HomeArtificial IntelligenceGoogle Gemini: Everything that you must know concerning the generative AI models

Google Gemini: Everything that you must know concerning the generative AI models

Google’s attempting to make waves with Gemini, its flagship suite of generative AI models, apps, and services. But what’s Gemini? How can you utilize it? And how does it stack as much as other generative AI tools comparable to OpenAI’s ChatGPT, Meta’s Llama, and Microsoft’s Copilot?

To make it easier to maintain up with the most recent Gemini developments, we’ve put together this handy guide, which we’ll keep updated as latest Gemini models, features, and news about Google’s plans for Gemini are released.

What is Gemini?

Gemini is Google’s long-promised, next-gen generative AI model family. Developed by Google’s AI research labs DeepMind and Google Research, it is available in 4 flavors:

  • Gemini Ultra
  • Gemini Pro
  • Gemini Flash, a speedier, “distilled” version of Pro
  • Gemini Nano, two small models: Nano-1 and the marginally more capable Nano-2, which is supposed to run offline

All Gemini models were trained to be natively multimodal — that’s, in a position to work with and analyze greater than just text. Google says they were pre-trained and fine-tuned on quite a lot of public, proprietary, and licensed audio, images, and videos; a set of codebases; and text in numerous languages.

This sets Gemini other than models comparable to Google’s own LaMDA, which was trained exclusively on text data. LaMDA can’t understand or generate anything beyond text (e.g., essays, emails, and so forth), but that isn’t necessarily the case with Gemini models.

We’ll note here that the ethics and legality of coaching models on public data, in some cases without the information owners’ knowledge or consent, are murky. Google has an AI indemnification policy to shield certain Google Cloud customers from lawsuits should they face them, but this policy incorporates carve-outs. Proceed with caution — particularly if you happen to’re intending on using Gemini commercially.

What’s the difference between the Gemini apps and Gemini models?

Gemini is separate and distinct from the Gemini apps on the net and mobile (formerly Bard).

The Gemini apps are clients that hook up with various Gemini models and layer a chatbot-like interface on top. Think of them as front ends for Google’s generative AI, analogous to ChatGPT and Anthropic’s Claude family of apps.

Image Credits: Google

Gemini on the net lives here. On Android, the Gemini app replaces the prevailing Google Assistant app. And on iOS, the Google and Google Search apps function that platform’s Gemini clients.

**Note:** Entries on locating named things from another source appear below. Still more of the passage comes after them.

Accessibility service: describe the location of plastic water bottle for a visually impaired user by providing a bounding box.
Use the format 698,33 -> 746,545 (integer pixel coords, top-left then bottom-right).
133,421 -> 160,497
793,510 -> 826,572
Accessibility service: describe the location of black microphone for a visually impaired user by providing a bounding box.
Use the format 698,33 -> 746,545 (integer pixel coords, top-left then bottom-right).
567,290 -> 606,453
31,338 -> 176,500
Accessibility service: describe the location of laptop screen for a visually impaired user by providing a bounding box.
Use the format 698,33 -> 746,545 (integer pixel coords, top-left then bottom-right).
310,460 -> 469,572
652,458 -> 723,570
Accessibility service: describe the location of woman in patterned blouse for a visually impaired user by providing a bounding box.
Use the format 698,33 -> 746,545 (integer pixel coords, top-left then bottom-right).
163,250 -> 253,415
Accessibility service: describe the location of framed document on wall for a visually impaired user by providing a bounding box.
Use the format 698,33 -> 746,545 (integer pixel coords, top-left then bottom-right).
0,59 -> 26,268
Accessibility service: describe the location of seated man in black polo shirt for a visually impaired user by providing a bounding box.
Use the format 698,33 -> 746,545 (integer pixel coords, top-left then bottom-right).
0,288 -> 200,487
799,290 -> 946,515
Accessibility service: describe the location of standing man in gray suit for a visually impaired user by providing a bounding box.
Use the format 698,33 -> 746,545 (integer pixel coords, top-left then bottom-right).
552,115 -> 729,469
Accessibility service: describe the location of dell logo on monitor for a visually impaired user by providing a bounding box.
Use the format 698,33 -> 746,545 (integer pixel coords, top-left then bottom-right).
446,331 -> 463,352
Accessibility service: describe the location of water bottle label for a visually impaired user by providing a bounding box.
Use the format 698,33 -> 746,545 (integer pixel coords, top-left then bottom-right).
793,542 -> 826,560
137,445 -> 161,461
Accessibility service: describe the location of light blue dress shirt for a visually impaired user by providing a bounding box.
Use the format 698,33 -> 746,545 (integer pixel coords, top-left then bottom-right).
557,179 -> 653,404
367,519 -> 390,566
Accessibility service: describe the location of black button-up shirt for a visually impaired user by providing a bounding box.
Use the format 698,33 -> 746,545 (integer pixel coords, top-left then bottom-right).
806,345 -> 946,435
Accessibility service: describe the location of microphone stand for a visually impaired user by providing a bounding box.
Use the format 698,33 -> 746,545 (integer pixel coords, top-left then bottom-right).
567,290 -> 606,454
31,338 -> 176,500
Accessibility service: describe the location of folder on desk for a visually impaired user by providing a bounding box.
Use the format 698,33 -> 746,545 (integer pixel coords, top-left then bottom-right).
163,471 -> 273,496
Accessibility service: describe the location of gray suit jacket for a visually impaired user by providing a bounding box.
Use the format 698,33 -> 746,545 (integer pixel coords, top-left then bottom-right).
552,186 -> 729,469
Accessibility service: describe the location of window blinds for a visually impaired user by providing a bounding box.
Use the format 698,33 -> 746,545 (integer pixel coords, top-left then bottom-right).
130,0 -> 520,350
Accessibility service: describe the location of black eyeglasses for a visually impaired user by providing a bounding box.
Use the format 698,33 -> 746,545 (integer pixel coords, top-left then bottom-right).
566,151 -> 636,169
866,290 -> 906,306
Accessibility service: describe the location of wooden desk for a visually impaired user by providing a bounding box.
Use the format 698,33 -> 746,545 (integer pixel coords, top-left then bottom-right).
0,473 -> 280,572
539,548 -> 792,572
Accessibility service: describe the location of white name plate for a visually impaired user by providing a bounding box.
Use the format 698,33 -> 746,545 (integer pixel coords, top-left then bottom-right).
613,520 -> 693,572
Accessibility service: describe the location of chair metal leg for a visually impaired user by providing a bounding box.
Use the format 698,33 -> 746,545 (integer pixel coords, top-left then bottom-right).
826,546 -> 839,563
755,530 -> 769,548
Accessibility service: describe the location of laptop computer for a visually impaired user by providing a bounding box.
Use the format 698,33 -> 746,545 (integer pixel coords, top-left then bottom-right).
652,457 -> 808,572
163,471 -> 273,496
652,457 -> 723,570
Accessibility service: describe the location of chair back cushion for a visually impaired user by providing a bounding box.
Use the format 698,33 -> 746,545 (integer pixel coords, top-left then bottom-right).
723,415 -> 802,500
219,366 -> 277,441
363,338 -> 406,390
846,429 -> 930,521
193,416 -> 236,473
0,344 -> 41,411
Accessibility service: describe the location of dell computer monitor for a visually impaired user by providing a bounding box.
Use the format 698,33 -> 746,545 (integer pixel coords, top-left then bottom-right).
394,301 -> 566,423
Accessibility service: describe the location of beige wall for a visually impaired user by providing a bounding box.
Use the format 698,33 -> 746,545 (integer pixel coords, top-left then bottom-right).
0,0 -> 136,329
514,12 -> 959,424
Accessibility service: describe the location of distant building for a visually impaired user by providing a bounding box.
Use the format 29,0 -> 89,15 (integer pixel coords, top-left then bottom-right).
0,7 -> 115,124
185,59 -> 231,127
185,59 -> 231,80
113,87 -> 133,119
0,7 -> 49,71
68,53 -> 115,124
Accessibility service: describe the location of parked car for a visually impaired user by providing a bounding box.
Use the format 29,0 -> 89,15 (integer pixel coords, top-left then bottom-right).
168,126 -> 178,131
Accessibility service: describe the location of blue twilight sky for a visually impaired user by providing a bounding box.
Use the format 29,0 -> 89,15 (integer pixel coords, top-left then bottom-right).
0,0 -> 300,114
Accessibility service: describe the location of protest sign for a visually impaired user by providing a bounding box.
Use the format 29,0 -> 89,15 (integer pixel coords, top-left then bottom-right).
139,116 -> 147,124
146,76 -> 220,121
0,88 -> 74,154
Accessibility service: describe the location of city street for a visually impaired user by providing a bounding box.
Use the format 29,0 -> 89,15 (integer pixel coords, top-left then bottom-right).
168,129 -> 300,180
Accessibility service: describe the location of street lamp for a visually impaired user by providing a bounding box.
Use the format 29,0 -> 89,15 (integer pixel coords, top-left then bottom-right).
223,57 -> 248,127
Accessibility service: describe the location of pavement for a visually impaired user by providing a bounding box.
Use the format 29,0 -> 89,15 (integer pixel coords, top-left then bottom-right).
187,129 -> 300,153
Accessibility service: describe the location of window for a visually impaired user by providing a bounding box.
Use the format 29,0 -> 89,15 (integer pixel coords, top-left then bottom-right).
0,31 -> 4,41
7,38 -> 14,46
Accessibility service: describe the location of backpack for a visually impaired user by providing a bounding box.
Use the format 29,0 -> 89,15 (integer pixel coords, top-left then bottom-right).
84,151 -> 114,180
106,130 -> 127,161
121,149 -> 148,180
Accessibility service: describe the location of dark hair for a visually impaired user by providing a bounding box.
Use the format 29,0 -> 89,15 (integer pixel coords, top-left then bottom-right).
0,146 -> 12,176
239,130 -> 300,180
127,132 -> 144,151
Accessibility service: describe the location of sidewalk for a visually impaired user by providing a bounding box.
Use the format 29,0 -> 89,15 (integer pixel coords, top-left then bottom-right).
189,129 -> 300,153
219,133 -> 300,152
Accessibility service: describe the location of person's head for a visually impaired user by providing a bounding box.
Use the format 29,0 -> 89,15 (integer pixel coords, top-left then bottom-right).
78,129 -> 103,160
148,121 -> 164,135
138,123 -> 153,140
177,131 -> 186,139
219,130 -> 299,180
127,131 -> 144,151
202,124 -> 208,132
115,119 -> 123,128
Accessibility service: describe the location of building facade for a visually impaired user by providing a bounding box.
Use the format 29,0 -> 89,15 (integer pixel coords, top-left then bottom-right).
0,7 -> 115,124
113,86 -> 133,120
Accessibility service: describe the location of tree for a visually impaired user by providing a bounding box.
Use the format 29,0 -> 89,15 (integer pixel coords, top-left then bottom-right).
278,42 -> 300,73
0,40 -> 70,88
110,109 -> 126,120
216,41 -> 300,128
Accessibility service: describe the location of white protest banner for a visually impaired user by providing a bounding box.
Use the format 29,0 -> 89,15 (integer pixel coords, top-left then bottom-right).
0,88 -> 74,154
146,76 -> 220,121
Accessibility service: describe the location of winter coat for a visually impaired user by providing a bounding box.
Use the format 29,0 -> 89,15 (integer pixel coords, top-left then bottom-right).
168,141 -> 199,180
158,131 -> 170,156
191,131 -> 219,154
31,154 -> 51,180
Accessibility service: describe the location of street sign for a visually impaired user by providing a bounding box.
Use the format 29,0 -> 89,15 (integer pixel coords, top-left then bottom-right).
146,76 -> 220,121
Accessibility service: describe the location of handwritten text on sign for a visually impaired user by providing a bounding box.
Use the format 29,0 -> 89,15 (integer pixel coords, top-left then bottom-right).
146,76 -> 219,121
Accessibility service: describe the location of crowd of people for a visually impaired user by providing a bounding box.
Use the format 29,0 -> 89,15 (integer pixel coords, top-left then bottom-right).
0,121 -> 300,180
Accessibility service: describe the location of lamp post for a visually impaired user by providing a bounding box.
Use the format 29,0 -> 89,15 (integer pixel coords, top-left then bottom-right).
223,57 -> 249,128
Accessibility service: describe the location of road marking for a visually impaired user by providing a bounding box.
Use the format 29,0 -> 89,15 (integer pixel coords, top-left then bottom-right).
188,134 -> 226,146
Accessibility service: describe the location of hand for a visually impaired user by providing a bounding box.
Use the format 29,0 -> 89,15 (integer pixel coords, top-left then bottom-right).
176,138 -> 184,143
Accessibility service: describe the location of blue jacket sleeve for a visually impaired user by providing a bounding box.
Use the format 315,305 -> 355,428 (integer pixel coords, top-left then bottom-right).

On Android, it also recently became possible to bring up the Gemini overlay on top of any app to ask questions on what’s on the screen (e.g., a YouTube video). Just press and hold a supported smartphone’s power button or say, “Hey Google”; you’ll see the overlay pop up.

Gemini apps can accept images in addition to voice commands and text — including files like PDFs and shortly videos, either uploaded or imported from Google Drive — and generate images. As you’d expect, conversations with Gemini apps on mobile carry over to Gemini on the net and vice versa if you happen to’re signed in to the identical Google Account in each places.

Gemini Advanced

The Gemini apps aren’t the one technique of recruiting Gemini models’ assistance with tasks. Slowly but surely, Gemini-imbued features are making their way into staple Google apps and services like Gmail and Google Docs.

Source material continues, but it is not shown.